A recent interview with Sylvia Rimm (author of See Jane Win) in Education News covers a variety of fascinating topics related to gifted education, and can be found here. For this blog, I thought I'd write about the last question, which broaches the topic I find most fascinating: Nerdhood.

Yes, nerdhood. According to Rimm, surving "nerdhood" as an adolescent can do great things for you later in life. It "builds independence and selectivity about friendships," she says. "As former governor of New Jersey Christine Whitman pointed out, her separateness in adolescence gave her the strength to be strong in politics when at the end of the day, you may indeed feel very alone. There are many successful adults who viewed themselves as nerds in adolescence. ... Parents and teachers can reassure these kids that having a few good friends is more important than the popularity that is so admired in middle and high schools. "

As a recovering nerd myself, I find this reassuring indeed.
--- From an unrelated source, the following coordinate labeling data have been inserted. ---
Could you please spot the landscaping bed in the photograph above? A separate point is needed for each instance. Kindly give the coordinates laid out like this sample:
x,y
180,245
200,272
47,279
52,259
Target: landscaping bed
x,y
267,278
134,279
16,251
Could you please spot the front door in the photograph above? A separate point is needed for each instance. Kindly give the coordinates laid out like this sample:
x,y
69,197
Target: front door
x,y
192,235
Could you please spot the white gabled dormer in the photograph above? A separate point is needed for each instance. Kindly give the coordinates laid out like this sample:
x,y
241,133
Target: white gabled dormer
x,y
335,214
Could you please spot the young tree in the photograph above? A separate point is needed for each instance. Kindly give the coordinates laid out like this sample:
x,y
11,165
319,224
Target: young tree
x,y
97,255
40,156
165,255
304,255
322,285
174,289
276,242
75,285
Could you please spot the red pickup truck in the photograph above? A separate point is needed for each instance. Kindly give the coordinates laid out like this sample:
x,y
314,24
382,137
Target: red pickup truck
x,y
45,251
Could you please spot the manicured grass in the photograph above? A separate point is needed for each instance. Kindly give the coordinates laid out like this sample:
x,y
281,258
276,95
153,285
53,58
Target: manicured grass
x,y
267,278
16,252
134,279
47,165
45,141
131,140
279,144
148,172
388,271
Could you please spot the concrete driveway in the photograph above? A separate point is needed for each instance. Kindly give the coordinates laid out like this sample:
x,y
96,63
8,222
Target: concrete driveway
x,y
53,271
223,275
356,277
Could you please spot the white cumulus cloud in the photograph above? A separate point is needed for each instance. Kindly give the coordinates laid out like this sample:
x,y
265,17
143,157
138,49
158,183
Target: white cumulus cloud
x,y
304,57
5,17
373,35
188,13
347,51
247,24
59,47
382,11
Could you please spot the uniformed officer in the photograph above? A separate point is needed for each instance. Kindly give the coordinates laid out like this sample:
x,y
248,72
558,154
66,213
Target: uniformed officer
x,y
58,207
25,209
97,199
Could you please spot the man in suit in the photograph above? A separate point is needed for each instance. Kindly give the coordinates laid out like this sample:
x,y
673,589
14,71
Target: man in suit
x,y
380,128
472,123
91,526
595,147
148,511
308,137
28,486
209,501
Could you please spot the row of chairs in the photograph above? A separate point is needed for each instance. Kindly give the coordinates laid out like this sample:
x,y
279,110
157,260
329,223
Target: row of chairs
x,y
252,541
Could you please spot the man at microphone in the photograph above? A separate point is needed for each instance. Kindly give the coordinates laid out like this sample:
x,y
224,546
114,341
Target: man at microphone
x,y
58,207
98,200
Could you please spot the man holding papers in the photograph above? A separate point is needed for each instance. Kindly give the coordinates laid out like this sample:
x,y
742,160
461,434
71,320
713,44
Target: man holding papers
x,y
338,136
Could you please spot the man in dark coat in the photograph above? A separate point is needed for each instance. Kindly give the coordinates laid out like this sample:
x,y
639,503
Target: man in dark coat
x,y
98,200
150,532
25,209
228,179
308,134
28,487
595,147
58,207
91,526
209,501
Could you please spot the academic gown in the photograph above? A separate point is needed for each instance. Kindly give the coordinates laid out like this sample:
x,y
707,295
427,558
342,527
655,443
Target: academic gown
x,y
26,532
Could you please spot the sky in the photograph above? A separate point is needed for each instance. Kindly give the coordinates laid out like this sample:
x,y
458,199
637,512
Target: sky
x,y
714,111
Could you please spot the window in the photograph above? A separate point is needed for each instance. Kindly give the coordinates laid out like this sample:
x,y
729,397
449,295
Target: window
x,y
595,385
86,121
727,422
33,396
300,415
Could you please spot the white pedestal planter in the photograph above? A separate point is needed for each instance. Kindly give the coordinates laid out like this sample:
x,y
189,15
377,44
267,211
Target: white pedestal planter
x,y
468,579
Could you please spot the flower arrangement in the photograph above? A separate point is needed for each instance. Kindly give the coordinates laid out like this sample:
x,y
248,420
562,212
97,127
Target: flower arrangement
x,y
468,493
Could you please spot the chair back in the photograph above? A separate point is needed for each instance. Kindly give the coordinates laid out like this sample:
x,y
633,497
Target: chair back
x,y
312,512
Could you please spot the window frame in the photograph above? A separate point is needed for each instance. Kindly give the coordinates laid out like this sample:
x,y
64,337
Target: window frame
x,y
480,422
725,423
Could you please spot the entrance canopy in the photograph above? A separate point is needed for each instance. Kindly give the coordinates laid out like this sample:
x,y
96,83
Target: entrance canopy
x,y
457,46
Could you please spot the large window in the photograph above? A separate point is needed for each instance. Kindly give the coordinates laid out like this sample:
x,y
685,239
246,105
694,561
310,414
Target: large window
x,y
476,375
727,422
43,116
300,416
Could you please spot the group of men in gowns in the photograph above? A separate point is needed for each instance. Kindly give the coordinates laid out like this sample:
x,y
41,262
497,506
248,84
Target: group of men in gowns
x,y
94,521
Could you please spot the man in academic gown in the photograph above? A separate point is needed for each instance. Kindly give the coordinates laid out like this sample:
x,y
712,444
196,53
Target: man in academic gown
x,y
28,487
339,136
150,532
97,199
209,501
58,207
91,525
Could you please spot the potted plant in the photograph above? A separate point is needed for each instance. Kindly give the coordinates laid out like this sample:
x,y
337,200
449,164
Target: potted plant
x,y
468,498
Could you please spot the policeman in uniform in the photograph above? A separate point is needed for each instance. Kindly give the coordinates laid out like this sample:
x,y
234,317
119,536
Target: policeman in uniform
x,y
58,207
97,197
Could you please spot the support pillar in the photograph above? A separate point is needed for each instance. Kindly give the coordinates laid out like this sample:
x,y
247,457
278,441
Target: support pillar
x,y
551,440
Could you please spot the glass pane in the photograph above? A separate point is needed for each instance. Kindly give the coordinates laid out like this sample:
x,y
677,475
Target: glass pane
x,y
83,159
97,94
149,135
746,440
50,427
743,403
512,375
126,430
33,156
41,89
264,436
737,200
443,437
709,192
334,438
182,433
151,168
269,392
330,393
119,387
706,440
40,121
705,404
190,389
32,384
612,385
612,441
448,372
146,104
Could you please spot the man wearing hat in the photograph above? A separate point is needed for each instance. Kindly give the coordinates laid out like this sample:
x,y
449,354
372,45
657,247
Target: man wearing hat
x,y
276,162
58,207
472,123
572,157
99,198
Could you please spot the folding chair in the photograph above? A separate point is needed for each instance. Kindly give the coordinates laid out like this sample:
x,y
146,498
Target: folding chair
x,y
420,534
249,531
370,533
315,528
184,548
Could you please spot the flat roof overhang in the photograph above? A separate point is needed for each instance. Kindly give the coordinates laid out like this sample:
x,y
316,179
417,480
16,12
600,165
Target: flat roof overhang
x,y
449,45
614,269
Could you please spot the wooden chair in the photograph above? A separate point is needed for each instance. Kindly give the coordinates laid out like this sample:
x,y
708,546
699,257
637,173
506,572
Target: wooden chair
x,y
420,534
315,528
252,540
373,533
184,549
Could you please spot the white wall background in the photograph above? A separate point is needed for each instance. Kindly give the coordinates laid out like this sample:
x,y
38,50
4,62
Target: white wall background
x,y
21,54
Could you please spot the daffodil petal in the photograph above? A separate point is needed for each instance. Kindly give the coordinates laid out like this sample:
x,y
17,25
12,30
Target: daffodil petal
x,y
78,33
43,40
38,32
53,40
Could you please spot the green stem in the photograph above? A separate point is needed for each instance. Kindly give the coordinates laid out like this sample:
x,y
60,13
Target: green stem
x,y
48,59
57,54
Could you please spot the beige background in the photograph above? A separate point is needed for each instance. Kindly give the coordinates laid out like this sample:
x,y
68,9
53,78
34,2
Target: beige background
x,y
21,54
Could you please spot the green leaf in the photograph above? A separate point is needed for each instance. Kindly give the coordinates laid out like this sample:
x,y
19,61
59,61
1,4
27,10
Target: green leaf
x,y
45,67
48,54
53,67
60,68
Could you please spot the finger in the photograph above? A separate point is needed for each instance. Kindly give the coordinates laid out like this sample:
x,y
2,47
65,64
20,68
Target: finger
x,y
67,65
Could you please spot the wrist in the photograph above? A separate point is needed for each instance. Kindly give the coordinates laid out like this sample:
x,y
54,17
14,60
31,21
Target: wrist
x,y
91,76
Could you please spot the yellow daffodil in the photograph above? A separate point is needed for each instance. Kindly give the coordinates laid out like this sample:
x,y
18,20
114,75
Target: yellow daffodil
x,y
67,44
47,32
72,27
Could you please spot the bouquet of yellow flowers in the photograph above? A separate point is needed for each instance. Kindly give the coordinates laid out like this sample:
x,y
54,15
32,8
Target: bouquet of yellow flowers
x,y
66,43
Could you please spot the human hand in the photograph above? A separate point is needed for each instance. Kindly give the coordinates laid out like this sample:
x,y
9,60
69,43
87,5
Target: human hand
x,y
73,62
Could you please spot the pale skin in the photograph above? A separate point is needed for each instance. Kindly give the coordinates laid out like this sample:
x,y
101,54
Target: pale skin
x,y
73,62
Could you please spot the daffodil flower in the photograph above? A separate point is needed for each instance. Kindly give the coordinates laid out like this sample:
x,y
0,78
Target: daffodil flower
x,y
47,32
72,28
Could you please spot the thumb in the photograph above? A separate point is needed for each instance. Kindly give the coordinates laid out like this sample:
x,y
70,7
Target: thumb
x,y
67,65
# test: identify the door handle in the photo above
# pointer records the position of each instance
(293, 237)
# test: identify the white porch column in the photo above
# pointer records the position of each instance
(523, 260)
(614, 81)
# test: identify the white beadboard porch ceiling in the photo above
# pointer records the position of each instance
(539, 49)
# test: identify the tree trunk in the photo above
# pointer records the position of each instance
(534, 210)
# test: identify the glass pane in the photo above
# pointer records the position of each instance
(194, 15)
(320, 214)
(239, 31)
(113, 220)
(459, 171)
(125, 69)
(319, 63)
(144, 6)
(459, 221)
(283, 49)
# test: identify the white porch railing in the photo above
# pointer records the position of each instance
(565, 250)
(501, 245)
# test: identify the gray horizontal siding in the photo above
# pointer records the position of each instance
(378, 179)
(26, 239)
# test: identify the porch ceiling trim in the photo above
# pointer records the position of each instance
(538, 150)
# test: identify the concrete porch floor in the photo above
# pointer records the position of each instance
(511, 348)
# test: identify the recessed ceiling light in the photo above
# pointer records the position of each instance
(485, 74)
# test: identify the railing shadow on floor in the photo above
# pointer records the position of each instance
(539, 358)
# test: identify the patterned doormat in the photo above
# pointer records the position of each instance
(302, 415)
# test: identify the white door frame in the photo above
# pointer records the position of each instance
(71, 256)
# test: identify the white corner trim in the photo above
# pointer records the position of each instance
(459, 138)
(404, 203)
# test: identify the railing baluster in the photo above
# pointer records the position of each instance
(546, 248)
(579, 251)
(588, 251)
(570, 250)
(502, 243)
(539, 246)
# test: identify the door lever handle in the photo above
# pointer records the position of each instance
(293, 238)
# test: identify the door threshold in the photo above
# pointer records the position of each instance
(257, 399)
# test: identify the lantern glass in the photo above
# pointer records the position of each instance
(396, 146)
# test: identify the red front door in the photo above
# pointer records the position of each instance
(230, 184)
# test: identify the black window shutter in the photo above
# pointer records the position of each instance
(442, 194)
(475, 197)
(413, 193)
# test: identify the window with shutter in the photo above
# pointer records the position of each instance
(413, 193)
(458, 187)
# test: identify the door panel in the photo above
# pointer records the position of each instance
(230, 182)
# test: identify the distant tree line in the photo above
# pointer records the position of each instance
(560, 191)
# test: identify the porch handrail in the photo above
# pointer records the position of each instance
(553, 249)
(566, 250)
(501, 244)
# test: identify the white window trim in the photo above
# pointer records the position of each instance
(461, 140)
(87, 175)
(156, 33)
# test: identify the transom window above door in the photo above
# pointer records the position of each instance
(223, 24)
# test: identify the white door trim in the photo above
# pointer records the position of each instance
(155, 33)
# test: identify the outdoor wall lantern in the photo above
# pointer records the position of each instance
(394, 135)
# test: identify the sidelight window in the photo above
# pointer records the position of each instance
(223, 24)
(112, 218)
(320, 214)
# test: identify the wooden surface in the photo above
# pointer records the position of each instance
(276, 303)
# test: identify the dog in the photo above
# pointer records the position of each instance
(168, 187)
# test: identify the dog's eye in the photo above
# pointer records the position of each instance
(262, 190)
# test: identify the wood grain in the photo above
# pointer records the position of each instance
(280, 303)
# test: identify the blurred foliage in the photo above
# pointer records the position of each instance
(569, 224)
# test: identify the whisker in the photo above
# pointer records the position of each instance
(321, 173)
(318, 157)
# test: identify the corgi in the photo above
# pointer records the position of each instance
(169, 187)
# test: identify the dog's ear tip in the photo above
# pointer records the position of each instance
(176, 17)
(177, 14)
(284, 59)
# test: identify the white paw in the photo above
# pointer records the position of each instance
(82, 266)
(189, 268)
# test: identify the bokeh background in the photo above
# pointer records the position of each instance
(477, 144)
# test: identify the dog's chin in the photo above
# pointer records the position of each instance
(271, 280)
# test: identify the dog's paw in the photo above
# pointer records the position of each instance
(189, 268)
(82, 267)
It is true that being well-liked by people who were born within 6 months of you and live within 3 miles of you has little bearing on the kinds of skills you'll need to make your way in the wider world. And some realizations you gain from social isolation can be a big positive. Making a living as a writer, for instance, involves a lot of rejection. I don't take it personally. Likewise, I threw myself a book launch party for Grindhopping last week, and I was amazed by the number of acquaintances who bothered to stop by. Since my self-perception doesn't depend on the number of people who show up at my parties, I could simply enjoy the serendipity of who showed up, and not worry about who didn't. You avoid a lot of mental angst that way.

I recall Mavis Leno (wife of Jay) saying in a magazine interview once that she could be happy her whole life simply knowing she'd never have to live through middle school again. If middle school was rough for beautiful, brilliant Mavis, that says a lot about the institution. But even so, while having a rough time in adolescence is certainly not something parents should hope for with their children (the Columbine anniversary lurks around the corner... and who knows what demons inspired yesterday's shooting at Virginia Tech) viewing it as a character building experience is better than viewing it as a trauma. And parents can help by pointing out that in the long run, it's better to be smart and ambitious than to be adored by people who will never do a blessed thing in their lives.